I Completed Vocational Rehabilitation Evaluation/Testing. I went into this with underestimating the toll this would take on me overall. I was operating on the belief and experiences of my overall work tolerances before of being able to hit the ground running with working 40-70 hours per week and still function.
Just to give you a comparison. I did 9 hours in week one and 9 hours in week 2 over a 3 day stretch for each week. I can tell you that this tuckered me out intensely beyond what I imagined. I guess I imagined a piece of cake with an opportunity to shine and show my worth and what I felt I was capable of. Instead it was full of disappointments, flares of chronic pain, a bitter dose of reality, lack of stamina, and a solid crash out after.
I would say that it is a very sobering experience and perhaps even a new level of grief that enshrouds me currently. I am not released for work yet. Volunteer hours doing something for about 3 hours a day 2-3 times per week is my understanding of the recommendation....but as a Volunteer, not an employee.
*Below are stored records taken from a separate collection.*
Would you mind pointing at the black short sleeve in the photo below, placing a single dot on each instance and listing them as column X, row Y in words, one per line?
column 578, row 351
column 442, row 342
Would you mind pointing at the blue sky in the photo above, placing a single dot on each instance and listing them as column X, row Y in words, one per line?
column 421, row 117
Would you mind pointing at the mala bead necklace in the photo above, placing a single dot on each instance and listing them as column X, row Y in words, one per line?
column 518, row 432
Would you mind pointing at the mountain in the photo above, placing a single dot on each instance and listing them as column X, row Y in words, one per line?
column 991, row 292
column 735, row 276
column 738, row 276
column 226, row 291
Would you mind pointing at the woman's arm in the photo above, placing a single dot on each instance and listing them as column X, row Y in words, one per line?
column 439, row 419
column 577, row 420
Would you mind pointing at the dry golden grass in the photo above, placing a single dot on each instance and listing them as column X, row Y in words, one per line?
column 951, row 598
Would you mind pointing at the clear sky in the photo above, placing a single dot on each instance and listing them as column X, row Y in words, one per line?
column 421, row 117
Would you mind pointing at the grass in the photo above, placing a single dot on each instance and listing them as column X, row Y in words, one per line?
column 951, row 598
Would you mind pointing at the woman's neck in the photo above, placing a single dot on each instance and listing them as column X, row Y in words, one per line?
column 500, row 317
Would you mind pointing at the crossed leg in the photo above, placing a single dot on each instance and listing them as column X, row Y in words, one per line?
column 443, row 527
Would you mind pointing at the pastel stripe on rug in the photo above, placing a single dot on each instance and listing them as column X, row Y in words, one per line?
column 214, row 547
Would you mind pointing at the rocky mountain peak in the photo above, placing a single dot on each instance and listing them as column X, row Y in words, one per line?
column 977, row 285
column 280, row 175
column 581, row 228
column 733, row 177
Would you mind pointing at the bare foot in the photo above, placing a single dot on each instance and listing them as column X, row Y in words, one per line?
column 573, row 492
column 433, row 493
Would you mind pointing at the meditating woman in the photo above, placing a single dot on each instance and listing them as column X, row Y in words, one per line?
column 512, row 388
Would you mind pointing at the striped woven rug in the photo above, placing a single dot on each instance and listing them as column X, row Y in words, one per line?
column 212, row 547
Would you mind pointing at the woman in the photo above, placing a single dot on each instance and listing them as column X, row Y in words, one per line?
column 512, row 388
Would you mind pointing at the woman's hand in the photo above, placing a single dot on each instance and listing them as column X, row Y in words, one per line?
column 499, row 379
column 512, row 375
I have been fighting the girl inside my head all day who feels like she just got picked last for the team. It's almost a feeling of depression, sadness, grief, relief, flooding, and reality check all at the same time. It's that news that you walk slowly to the patient to give them because it really is hard to give them and you want to find the right words to let them know their loved one just died and you did all you could to save them, but couldn't. I feel like the one giving and getting the news at the same time. How bizarre is that???!!!
If I step back I can see how far I have truly come since the wreck. I am a hurricane of one, who perseveres and defies the odds, and breaks the mold of norms with my new normals. I am proud of myself in that regard. Yet, where I always got the most satisfaction and fulfillment in my life prior to the wreck was my intellectual abilities and stamina to live up to all that was not only what I felt was expected of me, but what I expected of myself.
Now, that has all seemingly changed. My mental desires far exceed their own realistic capabilities. Talk about personal betrayal. This adjustment of self I would say is the hardest...even above surviving all the obvious orthopedic injuries and the seeming limitations they bring.
Kind of gloomy results and outcome, yet the gift of life is given with each breath I take and there is a deeper obligation to pay back or balance gratitude vs. grief by not giving up or giving in....so Rehab continues...on all levels.